Deepankar Sanwalka, executive director and head of forensic at KPMG India, noted: "The threat perception for these sectors is generally higher mainly on account of two factors—the nature of their business, and the high growth rates achieved by these sectors.

"In the last two to three years, sectors like venture capital, private equity and telecom have witnessed tremendous growth," Sanwalka explained. "Consequently, the fraud risk threat in these sectors is perceived to be higher as opposed to sectors like retail, food and transportation."

Big fish, big target

And the bigger the company, the higher the risk of fraud.

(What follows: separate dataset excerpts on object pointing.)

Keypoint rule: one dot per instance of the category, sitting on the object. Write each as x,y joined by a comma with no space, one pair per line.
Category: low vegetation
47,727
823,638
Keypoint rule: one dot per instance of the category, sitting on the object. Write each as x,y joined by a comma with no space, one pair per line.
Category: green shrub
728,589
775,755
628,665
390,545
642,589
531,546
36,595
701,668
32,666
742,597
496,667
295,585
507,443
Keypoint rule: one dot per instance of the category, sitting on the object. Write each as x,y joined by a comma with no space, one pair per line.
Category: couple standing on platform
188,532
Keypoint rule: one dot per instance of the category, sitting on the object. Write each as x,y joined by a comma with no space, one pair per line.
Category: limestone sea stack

"For a group the size of Bharti, the opportunities for fraud are huge," said Sarvjit Dhillon, CFO and director for strategy, Bharti Airtel, who was also a panelist at the PWC roundtable held in New Delhi. "Our turnover is around US$4.5 billion. So even at a modest risk factor of 5 percent, the opportunity for fraud—at US$223 million—is huge."

"On an average, we handle transactions worth US$1 billion a day through our 40 million subscribers," Dhillon said.

Most frauds the telecom industry currently faces occur at the subscriber end.

According to Rajashri Sengupta, executive director at PwC, "pseudo churn"—where the same customer signs up for a service under different names—is a very common type of fraud in the telecom industry.

"Defaulting individuals come back to the network, with different names," Sengupta explained. "For instance, Rajashri Sengupta could come back as a subscriber to the network as R. Sengupta or Rajashri S. These fraudsters make high-value calls and then default on their bills."

However, modern technology tools are quick in mitigating such fraudulent activities. According to data provided by Ernst & Young, three kinds of software are available today that help check against fraud:

— application fraud detection software;

— live analysis or incident response to frauds; and

— e-discovery software.

While application fraud detection software prevents fraud, the second category of software enables previewing, securing and preserving digital evidence at a crime scene. And e-discovery software is used for investigating fraud.

Today, Indian companies rely on an increasingly complex IT infrastructure to help fight against fraud.

KPMG's Sanwalka said: "IT systems often hold the answer to a number of questions which individuals fail to establish. According to KPMG's fraud survey, about 13 percent of respondents said they detected fraud through IT controls.

PwC's Sengupta added: "Technology can be used in various ways to prevent fraud." For instance, he said, there are technology tools that can help detect duplication of data.

Technology can also help evaluate internal measures in a company. "Firms can undertake drills to check whether someone can breakthrough their firewalls or not," he added.